Because I'm specifically defining "complete" to not include "DM brain" adjudication. If anything the DM makes a decision on without reference to the rules is actually part of the ruleset, then every RPG is actually complete.
Not saying you can't define it that way (we're just debating semantics, of course), but I feel my rather asymptotic definition of completeness at least has a little more utility.
Fair, but I don't think you'd get much buy-in as a general rule; there's a difference between
specified ad hoc adjudication, and "there is no rule, so make something up" adjudication, which is what I was trying to get at.
If the rule is "DM Brain" (or coin flip, or whatever) that's a rule.
If there isn't a rule, then .... you can default to DM Brain (or coin flip, or whatever). That's ... different. And it's important to differentiate the two things.
I think what you're trying to get at is that there is a
specified method of adjudication. Because "DM Brain" and "coin flip" and "position of the moon" and "call the first person named Jake in your contacts and get their binding answer" and any number of outside referents are still valid methods of specified adjudication.
Which leads to two separate thoughts-
1. When people talk about 5e being "incomplete," they are usually discussing an absence of further rules and complexity, not a method of adjudication. 5e has the tools to adjudicate - it's just too
simple for some people.
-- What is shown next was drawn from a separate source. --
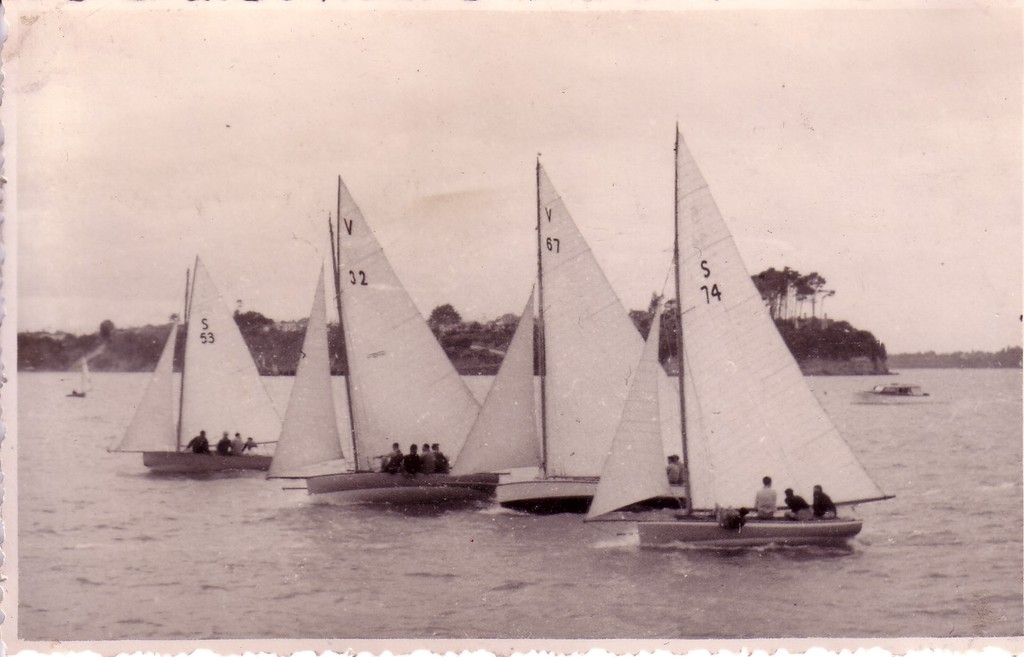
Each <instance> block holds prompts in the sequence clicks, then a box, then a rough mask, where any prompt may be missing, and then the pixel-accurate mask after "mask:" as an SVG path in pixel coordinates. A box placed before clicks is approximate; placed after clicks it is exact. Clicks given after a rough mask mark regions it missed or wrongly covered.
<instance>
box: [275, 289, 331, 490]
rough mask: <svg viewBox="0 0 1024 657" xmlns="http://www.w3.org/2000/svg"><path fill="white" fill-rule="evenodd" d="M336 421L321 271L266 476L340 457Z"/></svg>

They would prefer more- more subsystems, more tables, more rules for different kinds of combat. That's a different type of incompleteness.
2. When you discuss complete systems (like your coin flip system), you are still using background assumptions. The most prominent has to do with the idea that someone (player or DM) has to decide if something can be narrated, requires a coinflip, or if the coinflip is impossible. These are background considerations that can actually matter a great deal, but are usually subsumed under the rubric of "how the table plays," in most D&D games, but are more explicit in other games.
Put more concretely- who gets to call for (or veto) that coinflip can't always be assumed.